American Journal of Cardiology | 2017
Alberto Barria Perez; Olivier Costerousse; Tomas Cieza; Gérald Barbeau; Jean-Pierre Déry; Frédéric Maes; Goran Rimac; Guillaume Plourde; Yann Poirier; Marc-Antoine Carrier; Olivier F. Bertrand
Transradial approach (TRA) is the default access site for diagnostic angiography and intervention in many centers. Repeat ipsilateral radial artery access late after index procedure has been associated with failures. It is unknown whether early (≤30 days) and very early (<24 hours) repeat radial access is technically feasible and safe.
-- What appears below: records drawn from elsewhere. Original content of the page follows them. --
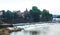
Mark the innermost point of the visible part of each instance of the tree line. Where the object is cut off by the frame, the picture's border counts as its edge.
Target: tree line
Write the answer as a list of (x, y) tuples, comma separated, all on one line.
[(33, 15)]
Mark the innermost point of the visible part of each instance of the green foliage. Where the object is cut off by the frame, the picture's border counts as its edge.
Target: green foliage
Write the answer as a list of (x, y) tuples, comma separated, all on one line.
[(46, 16), (35, 14)]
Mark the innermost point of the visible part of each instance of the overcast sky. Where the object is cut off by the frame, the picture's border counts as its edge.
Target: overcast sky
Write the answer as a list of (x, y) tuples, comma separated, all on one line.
[(52, 5)]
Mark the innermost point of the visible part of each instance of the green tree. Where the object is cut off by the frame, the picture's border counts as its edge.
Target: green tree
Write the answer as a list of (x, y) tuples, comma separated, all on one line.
[(9, 15), (46, 16), (35, 14)]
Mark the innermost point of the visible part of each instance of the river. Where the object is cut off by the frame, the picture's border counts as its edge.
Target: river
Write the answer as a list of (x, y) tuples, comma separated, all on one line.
[(39, 29)]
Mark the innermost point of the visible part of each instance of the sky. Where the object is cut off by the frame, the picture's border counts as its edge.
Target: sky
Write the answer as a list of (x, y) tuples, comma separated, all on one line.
[(52, 5)]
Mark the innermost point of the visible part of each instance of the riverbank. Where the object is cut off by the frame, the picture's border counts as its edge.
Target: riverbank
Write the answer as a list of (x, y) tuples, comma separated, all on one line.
[(7, 31)]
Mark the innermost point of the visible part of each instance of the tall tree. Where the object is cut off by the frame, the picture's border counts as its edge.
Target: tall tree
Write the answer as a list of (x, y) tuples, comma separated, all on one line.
[(35, 13), (46, 16)]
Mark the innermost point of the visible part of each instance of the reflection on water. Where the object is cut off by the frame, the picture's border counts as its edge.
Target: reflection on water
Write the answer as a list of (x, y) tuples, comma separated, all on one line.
[(40, 29)]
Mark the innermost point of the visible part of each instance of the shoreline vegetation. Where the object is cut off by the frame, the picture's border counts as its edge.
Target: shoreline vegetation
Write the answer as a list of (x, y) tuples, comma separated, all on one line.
[(33, 15), (7, 31), (13, 17)]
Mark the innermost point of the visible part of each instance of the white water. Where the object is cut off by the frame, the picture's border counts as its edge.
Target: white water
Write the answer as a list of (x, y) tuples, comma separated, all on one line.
[(39, 29)]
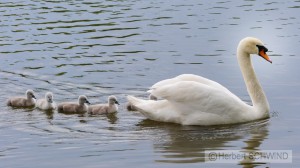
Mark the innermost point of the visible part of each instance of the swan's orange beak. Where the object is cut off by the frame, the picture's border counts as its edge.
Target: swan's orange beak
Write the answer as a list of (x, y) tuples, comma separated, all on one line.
[(263, 54)]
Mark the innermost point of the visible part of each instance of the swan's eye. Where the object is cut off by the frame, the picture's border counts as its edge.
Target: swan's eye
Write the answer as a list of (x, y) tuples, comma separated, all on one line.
[(262, 48)]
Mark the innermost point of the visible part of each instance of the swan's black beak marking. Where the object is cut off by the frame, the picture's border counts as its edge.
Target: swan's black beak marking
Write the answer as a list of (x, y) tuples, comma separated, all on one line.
[(262, 52)]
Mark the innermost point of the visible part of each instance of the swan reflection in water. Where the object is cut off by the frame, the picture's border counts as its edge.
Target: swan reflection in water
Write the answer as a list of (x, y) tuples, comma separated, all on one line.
[(187, 144)]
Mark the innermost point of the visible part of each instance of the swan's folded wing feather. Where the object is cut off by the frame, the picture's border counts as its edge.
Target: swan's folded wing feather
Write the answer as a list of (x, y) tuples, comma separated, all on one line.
[(197, 96), (188, 77)]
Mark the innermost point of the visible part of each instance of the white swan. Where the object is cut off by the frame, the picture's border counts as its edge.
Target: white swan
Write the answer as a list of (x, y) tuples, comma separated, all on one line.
[(46, 103), (194, 100)]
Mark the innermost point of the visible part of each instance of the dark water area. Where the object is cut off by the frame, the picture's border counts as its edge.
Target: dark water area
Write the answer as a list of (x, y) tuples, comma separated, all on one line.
[(102, 48)]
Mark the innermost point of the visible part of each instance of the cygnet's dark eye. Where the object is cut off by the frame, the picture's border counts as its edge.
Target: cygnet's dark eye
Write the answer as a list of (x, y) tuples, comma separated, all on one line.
[(262, 48)]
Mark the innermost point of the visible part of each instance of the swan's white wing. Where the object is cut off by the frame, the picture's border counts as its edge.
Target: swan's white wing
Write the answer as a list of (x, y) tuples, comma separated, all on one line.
[(190, 97), (189, 77)]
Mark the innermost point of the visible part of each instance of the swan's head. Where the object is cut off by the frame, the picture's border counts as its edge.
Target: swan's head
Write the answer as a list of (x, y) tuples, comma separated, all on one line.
[(83, 99), (30, 94), (252, 45), (49, 97), (112, 100)]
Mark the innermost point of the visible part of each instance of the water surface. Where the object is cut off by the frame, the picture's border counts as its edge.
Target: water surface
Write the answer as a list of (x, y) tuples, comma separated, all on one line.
[(123, 47)]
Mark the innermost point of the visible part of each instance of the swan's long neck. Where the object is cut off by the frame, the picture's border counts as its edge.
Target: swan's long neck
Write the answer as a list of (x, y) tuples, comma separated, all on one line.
[(259, 100)]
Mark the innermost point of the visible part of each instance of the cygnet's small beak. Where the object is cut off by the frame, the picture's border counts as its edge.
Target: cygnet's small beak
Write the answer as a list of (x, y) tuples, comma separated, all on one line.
[(263, 54)]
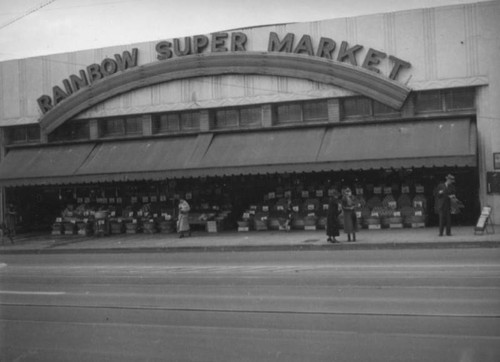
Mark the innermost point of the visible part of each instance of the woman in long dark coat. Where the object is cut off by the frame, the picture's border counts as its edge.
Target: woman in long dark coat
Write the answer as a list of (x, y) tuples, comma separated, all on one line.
[(332, 224), (350, 222)]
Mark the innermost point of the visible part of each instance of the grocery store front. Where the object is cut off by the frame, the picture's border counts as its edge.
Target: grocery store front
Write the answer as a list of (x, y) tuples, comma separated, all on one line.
[(238, 121), (228, 178)]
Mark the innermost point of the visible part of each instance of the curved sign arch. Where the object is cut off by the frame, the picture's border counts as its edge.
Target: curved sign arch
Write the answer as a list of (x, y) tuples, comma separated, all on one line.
[(356, 79)]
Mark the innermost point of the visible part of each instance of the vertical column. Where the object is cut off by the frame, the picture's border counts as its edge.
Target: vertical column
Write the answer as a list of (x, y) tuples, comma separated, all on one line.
[(2, 189), (44, 137), (333, 105), (94, 129), (267, 115), (206, 120), (147, 125)]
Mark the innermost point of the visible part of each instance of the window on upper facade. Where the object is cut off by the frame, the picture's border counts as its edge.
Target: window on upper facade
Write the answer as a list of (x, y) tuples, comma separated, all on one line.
[(250, 116), (445, 100), (244, 117), (288, 113), (190, 121), (166, 123), (22, 134), (116, 127), (133, 125), (357, 106), (226, 118), (72, 130), (173, 122), (315, 111), (300, 112)]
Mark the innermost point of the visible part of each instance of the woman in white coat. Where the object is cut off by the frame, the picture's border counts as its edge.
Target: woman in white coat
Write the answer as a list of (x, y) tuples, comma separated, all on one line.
[(183, 221)]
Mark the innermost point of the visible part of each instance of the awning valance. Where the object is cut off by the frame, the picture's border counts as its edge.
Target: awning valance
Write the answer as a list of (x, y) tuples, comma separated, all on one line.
[(435, 143)]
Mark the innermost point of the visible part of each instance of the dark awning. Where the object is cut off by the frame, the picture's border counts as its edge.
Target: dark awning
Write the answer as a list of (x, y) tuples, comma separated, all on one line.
[(44, 165), (339, 147)]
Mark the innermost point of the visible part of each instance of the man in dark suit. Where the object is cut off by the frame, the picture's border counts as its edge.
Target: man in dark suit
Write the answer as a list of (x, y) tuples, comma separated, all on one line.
[(444, 195)]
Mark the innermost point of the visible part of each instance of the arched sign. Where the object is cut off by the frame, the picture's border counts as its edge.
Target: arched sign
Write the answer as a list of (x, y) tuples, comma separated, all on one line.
[(356, 79)]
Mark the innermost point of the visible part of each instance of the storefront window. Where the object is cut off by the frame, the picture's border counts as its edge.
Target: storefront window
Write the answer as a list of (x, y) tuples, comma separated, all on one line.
[(190, 121), (133, 125), (288, 113), (315, 111), (22, 134), (73, 130), (166, 123), (226, 118), (356, 106), (120, 126), (429, 101), (250, 116)]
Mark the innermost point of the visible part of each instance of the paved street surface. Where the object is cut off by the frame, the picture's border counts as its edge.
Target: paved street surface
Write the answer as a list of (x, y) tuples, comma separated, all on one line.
[(255, 240), (317, 305)]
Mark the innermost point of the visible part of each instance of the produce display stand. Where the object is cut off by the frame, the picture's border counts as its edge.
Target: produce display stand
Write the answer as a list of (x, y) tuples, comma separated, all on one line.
[(484, 222)]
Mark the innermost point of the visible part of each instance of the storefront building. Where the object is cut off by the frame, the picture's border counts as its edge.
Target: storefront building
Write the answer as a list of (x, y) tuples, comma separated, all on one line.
[(238, 121)]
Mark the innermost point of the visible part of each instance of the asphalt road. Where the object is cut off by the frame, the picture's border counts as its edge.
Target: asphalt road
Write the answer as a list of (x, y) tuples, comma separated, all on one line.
[(387, 305)]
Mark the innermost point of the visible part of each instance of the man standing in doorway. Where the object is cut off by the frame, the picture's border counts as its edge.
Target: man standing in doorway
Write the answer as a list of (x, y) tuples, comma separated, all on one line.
[(444, 196)]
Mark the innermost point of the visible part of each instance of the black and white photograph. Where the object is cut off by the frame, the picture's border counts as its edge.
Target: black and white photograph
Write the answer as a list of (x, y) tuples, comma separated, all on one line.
[(246, 180)]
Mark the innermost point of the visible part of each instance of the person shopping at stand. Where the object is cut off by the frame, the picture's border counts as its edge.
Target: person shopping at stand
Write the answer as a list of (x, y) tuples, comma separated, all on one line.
[(332, 222), (445, 198), (350, 222), (183, 221)]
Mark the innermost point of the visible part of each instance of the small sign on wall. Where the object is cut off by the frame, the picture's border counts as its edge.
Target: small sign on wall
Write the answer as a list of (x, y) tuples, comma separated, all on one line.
[(496, 161)]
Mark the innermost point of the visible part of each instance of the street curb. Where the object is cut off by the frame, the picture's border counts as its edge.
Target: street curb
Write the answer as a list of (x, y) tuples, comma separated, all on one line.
[(260, 248)]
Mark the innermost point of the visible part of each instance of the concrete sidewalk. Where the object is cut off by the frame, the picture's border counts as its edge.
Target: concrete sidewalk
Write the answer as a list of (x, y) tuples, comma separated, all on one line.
[(463, 237)]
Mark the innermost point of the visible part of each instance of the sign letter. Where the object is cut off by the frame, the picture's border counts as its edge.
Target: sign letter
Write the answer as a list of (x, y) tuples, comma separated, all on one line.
[(275, 45), (345, 52), (373, 58)]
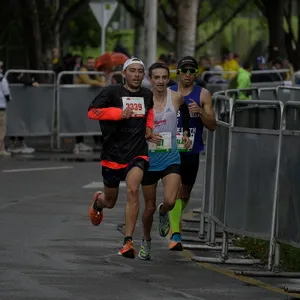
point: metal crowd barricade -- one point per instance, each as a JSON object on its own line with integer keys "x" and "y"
{"x": 240, "y": 197}
{"x": 290, "y": 94}
{"x": 289, "y": 188}
{"x": 267, "y": 93}
{"x": 212, "y": 158}
{"x": 72, "y": 106}
{"x": 213, "y": 88}
{"x": 252, "y": 72}
{"x": 32, "y": 109}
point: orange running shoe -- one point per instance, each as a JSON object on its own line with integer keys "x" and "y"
{"x": 128, "y": 250}
{"x": 96, "y": 216}
{"x": 175, "y": 242}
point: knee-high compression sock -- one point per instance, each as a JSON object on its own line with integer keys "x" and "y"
{"x": 175, "y": 215}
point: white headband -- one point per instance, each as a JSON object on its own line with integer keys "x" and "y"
{"x": 131, "y": 61}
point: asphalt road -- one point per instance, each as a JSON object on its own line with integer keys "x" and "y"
{"x": 49, "y": 249}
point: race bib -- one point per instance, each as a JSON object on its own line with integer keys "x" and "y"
{"x": 164, "y": 146}
{"x": 136, "y": 104}
{"x": 180, "y": 142}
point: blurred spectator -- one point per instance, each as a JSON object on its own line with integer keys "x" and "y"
{"x": 77, "y": 64}
{"x": 277, "y": 64}
{"x": 17, "y": 144}
{"x": 243, "y": 79}
{"x": 172, "y": 66}
{"x": 204, "y": 65}
{"x": 4, "y": 97}
{"x": 68, "y": 65}
{"x": 230, "y": 64}
{"x": 119, "y": 47}
{"x": 57, "y": 65}
{"x": 290, "y": 74}
{"x": 163, "y": 58}
{"x": 93, "y": 81}
{"x": 217, "y": 77}
{"x": 261, "y": 65}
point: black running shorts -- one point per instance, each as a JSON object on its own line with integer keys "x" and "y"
{"x": 113, "y": 177}
{"x": 152, "y": 177}
{"x": 189, "y": 168}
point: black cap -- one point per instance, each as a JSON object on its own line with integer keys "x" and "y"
{"x": 187, "y": 60}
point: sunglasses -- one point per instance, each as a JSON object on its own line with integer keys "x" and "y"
{"x": 188, "y": 70}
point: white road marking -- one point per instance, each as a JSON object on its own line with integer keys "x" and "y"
{"x": 37, "y": 169}
{"x": 99, "y": 184}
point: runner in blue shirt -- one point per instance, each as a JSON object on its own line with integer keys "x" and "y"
{"x": 201, "y": 114}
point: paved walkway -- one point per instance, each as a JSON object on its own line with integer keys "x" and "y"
{"x": 49, "y": 250}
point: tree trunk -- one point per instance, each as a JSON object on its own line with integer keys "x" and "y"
{"x": 36, "y": 55}
{"x": 139, "y": 33}
{"x": 274, "y": 11}
{"x": 187, "y": 27}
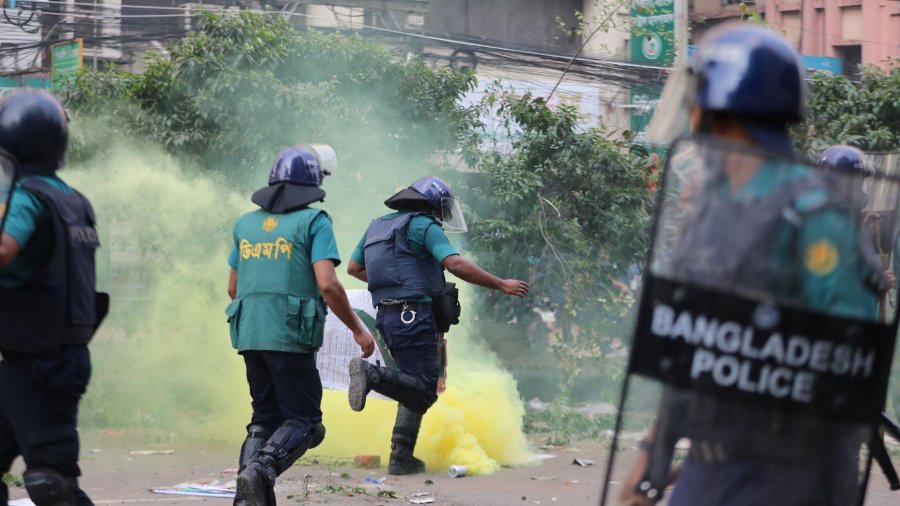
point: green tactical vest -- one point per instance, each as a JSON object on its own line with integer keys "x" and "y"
{"x": 278, "y": 305}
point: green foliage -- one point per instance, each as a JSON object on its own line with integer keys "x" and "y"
{"x": 566, "y": 208}
{"x": 242, "y": 87}
{"x": 337, "y": 488}
{"x": 562, "y": 424}
{"x": 865, "y": 114}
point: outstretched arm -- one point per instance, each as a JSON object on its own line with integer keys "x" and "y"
{"x": 336, "y": 298}
{"x": 469, "y": 272}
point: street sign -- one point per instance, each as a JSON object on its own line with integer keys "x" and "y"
{"x": 67, "y": 59}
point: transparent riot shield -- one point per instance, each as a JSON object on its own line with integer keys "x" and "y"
{"x": 8, "y": 174}
{"x": 758, "y": 340}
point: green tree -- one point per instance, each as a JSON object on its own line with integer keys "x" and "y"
{"x": 863, "y": 113}
{"x": 567, "y": 207}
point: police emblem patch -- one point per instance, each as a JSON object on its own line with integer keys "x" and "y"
{"x": 821, "y": 257}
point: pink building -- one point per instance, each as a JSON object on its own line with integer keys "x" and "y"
{"x": 856, "y": 31}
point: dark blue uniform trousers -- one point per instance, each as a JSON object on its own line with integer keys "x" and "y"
{"x": 283, "y": 386}
{"x": 39, "y": 397}
{"x": 413, "y": 345}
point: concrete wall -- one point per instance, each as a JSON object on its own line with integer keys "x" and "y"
{"x": 834, "y": 27}
{"x": 530, "y": 23}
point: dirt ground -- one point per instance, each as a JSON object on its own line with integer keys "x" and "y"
{"x": 115, "y": 474}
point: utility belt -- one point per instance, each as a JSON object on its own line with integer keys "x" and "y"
{"x": 398, "y": 306}
{"x": 444, "y": 307}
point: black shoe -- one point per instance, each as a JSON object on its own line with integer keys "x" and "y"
{"x": 359, "y": 384}
{"x": 255, "y": 486}
{"x": 405, "y": 463}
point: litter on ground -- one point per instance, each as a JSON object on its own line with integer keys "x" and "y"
{"x": 214, "y": 489}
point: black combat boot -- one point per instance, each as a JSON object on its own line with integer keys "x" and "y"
{"x": 403, "y": 442}
{"x": 400, "y": 386}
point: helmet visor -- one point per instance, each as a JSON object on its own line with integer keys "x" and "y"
{"x": 672, "y": 117}
{"x": 7, "y": 182}
{"x": 451, "y": 216}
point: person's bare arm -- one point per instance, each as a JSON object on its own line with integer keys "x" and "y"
{"x": 336, "y": 298}
{"x": 232, "y": 284}
{"x": 9, "y": 249}
{"x": 357, "y": 270}
{"x": 469, "y": 272}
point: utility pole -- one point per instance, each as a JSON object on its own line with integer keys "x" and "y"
{"x": 682, "y": 30}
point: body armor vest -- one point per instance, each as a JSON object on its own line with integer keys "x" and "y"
{"x": 59, "y": 305}
{"x": 395, "y": 271}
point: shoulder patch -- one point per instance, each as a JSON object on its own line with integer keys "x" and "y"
{"x": 821, "y": 257}
{"x": 269, "y": 223}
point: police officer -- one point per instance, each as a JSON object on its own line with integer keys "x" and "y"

Study population consisted of consecutive patients undergoing repeat (≥2) procedures within 30 days in a high-volume TRA center. Transradial access failure and resulting femoral approach was categorized as primary (no repeat attempt) or secondary (crossover). Timing of repeat access and reasons for failure were recorded. From November 2012 to December 2014, repeat catheterization by TRA was performed twice in 573 of 626 patients (92%) (median delay 4 [2 to 9] days), 3 times in 29 of 38 (76%) patients (median delay 15 [5 to 26] days), and 4 times in 1 patient within 21 days. When repeat catheterization occurred during the first 24 hours following the index procedure, 53% and 75% of patients had second and third procedures using the same ipsilateral radial artery, respectively. Primary radial failure occurred in 5.8% for second attempt and 13% for a third attempt, whereas crossovers were noted in 2.7% and 2.6%, respectively. Main reasons for failed re-access of ipsilateral radial artery were related either to operators reluctance to repeat attempt (primary failure) or to issues with puncture site (crossover). In a high-volume TRA center, patients who required repeat catheterization within 24 hours and within the first 30 days had the same radial artery re-accessed in the majority of cases.